I really enjoyed reading Golan Levin’s, Computer Vision for Artists and Designers, and was grateful for his high-level theoretical summaries, as well as his nods to creative applications of machine learning models. As of writing this post, it can feel like the majority of content circulating about machine learning / deep learning / A.I, quickly devolves into A.I apocolypse fear mongering, the fight for robot rights, ergo human extinction, and other A.I related doomsday prophecies. So although Golan wrote this in 2007, it was inspiring to revisit creative applications of machine learning which still explore ethics, but do so in a creative, playful, and experimental way.
In particular, I was struck by two points Golan made about the potential physical optimizations, and natural world phenomenons, to keep in mind when designing and applying ML and vision models. I plan to keep these both in mind as I explore and create this semester.
Re physical / optical interventions Golan says …

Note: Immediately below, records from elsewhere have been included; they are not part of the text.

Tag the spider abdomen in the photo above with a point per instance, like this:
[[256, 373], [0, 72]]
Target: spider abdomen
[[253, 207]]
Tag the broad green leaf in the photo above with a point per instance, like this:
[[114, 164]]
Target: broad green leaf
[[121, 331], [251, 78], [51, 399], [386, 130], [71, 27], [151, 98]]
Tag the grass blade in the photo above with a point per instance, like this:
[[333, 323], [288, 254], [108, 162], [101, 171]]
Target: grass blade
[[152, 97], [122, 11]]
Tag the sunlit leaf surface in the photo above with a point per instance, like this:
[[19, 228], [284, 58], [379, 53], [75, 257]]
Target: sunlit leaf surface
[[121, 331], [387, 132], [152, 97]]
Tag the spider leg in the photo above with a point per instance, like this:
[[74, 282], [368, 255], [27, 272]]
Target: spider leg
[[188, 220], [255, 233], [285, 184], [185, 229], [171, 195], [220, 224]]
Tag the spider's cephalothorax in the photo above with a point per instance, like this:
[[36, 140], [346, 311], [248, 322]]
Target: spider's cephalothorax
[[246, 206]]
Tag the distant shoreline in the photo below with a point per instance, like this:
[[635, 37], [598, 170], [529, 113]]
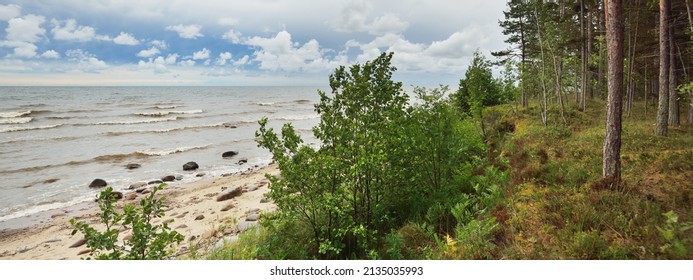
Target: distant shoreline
[[195, 212]]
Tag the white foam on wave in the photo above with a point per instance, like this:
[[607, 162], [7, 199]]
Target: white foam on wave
[[15, 114], [24, 128], [165, 107], [137, 122], [166, 113], [172, 151], [298, 117], [15, 120]]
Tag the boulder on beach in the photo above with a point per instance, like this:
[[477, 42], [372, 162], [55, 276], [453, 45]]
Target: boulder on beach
[[168, 178], [98, 183], [229, 154], [155, 182], [230, 193], [133, 166], [190, 166]]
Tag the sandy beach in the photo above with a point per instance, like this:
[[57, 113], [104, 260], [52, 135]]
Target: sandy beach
[[193, 207]]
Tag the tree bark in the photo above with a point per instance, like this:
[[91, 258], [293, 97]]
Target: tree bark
[[663, 108], [583, 86], [673, 97], [611, 168]]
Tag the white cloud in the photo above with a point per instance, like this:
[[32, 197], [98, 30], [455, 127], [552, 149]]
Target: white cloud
[[10, 11], [186, 31], [159, 44], [233, 36], [243, 61], [282, 54], [223, 57], [158, 64], [25, 29], [188, 63], [353, 17], [50, 54], [126, 39], [226, 21], [86, 62], [387, 24], [68, 30], [20, 49], [202, 54], [148, 53]]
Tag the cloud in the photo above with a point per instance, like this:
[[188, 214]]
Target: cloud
[[243, 61], [10, 11], [223, 57], [50, 54], [25, 29], [68, 30], [233, 36], [126, 39], [22, 33], [186, 31], [20, 49], [226, 21], [279, 54], [202, 54], [353, 17], [148, 53], [159, 64], [86, 62], [188, 63], [159, 44]]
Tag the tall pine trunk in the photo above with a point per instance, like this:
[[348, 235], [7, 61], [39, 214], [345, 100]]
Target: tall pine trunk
[[673, 97], [663, 108], [614, 42]]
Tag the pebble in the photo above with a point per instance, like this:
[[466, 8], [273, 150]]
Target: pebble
[[79, 243]]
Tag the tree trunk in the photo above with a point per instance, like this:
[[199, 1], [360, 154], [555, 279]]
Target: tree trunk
[[673, 97], [690, 94], [663, 108], [614, 42], [583, 86]]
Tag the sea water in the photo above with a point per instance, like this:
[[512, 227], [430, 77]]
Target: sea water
[[55, 140]]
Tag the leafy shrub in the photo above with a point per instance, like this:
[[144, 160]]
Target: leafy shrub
[[147, 242]]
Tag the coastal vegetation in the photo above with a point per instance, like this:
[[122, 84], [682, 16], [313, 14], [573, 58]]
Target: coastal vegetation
[[546, 162], [147, 241]]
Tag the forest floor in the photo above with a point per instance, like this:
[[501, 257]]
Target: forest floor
[[557, 206]]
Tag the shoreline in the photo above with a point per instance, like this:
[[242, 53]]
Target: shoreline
[[193, 206]]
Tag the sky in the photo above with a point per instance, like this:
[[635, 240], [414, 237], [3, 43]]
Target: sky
[[239, 43]]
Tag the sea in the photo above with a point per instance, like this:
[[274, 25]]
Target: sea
[[54, 141]]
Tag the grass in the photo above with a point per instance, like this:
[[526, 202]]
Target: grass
[[554, 205], [560, 209]]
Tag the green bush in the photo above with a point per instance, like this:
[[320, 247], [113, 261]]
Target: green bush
[[147, 241]]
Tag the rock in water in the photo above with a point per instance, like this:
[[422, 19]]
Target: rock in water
[[117, 195], [229, 154], [190, 166], [230, 193], [133, 166], [98, 183], [137, 185], [169, 178]]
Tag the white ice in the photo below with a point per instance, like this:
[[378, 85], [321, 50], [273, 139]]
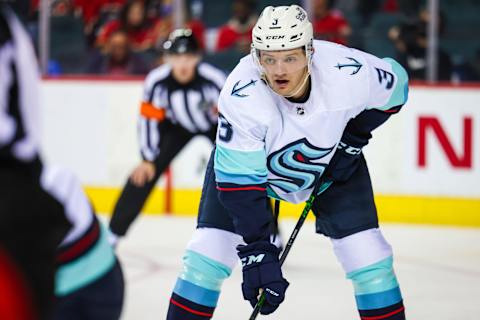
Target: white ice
[[438, 269]]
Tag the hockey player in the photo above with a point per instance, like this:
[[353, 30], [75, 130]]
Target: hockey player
[[293, 111], [179, 103], [89, 281]]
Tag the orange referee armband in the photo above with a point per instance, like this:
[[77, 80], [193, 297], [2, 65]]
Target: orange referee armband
[[148, 111]]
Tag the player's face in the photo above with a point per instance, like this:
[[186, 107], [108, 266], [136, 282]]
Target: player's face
[[285, 70], [183, 66]]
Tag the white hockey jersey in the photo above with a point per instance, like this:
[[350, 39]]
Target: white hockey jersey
[[263, 138]]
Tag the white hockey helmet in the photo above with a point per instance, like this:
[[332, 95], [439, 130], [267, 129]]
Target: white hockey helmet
[[282, 28]]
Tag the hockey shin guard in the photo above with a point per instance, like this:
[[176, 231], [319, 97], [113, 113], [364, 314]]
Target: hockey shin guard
[[368, 262], [205, 267]]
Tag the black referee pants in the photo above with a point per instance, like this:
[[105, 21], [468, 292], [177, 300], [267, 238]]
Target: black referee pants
[[133, 198], [32, 225]]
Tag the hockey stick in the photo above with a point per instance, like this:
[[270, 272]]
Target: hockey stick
[[292, 238]]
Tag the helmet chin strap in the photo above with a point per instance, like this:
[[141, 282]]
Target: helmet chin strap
[[299, 87]]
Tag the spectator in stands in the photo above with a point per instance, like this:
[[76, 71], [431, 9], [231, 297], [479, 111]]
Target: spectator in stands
[[329, 24], [411, 42], [118, 58], [237, 32], [143, 32]]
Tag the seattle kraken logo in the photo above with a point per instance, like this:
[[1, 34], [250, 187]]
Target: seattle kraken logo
[[357, 65], [293, 163]]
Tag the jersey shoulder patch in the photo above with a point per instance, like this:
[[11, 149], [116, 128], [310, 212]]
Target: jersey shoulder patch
[[246, 98], [340, 69]]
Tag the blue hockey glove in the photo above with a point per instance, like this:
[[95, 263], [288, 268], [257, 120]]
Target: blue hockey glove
[[345, 160], [261, 270]]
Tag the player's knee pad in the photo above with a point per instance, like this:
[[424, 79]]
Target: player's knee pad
[[367, 260], [208, 260]]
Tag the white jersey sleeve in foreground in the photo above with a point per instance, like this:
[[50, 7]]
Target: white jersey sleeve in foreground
[[245, 117]]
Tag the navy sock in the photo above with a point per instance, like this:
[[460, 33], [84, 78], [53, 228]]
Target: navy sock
[[184, 309]]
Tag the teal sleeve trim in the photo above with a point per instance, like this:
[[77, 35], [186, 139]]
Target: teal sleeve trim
[[235, 164], [87, 268], [400, 92], [203, 271]]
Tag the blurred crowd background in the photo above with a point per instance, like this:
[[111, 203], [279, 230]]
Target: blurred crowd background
[[125, 37]]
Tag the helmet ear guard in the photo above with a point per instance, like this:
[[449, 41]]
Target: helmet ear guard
[[181, 41]]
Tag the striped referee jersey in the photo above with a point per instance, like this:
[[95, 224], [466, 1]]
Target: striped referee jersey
[[192, 106], [19, 95]]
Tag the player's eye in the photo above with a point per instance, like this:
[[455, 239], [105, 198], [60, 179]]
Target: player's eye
[[269, 60]]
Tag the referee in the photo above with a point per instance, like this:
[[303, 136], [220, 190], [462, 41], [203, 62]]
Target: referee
[[32, 223], [179, 103]]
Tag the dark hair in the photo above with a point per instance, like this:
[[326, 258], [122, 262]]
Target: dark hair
[[181, 41]]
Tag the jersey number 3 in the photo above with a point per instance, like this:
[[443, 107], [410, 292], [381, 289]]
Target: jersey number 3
[[225, 131]]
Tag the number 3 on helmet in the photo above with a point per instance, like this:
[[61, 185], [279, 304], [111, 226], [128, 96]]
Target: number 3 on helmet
[[282, 28]]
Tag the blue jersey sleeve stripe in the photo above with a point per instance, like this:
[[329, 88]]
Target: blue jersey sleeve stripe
[[243, 163], [400, 92]]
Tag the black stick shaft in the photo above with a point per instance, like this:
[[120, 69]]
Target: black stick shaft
[[289, 245]]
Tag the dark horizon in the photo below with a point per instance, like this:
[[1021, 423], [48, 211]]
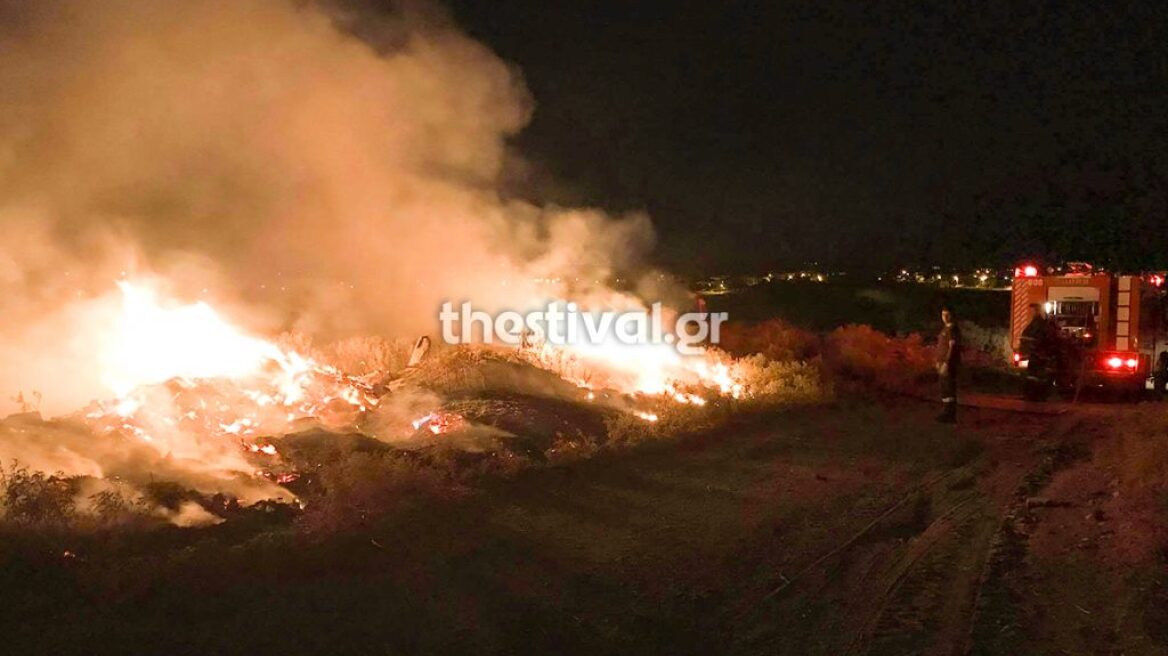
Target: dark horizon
[[862, 137]]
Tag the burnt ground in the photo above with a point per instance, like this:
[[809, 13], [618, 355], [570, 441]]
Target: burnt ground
[[861, 528]]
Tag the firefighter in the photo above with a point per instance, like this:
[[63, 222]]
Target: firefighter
[[1038, 344], [1161, 374], [948, 361], [1036, 339]]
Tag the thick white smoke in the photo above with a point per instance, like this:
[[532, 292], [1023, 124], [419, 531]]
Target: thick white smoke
[[259, 151]]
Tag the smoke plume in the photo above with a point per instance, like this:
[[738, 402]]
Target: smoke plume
[[305, 167]]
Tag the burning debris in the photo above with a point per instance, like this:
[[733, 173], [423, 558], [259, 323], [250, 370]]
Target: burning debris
[[273, 195]]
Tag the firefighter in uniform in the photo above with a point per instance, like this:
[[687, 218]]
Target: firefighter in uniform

“It is essential to design physical conditions in tandem with the development of computer vision code, and/or to select software techniques which are best compatible with the available physical conditions. Some of the most powerful physical optimizations for machine vision can be made without intervening in the observed environment at all, through well-informed selections of the imaging system's camera, lens, and frame-grabber components. To take one example, the use of a "telecentric" lens can significantly improve the performance of certain kinds of shape-based or size-based object recognition algorithms. For this type of lens, which has an effectively infinite focal length, magnification is nearly independent of object distance. As one manufacturer describes it, "an object moved from far away to near the lens goes into and out of sharp focus, but its image size is constant.” - Golan Levin
Re using the natural world as a starting point for detection and semantic understanding, he states …
“In designing systems to "see for us," we must not only become freshly awakened to the many things about the world which make it visually intelligible to us, but also develop a keen intuition about their ease of computability. The sun is the brightest point in the sky, and by its height also indicates the time of day. The mouth cavity is easily segmentable as a dark region, and the circularity of its shape is also closely linked to vowel sound. The pupils of the eye emit an easy-to-track infrared retroreflection, and they also indicate a person's direction of gaze.” - Golan Levin
Earlier this week I was browsing the p5.js shader examples repo, created by Adam Ferris, and was inspired by several of his examples. I’m a sucker for aesthetics reminiscent of 90’s / VHS ish fidelity, so I wanted to apply a similar effect to the ml5.js BodySegmentation Mask Person example.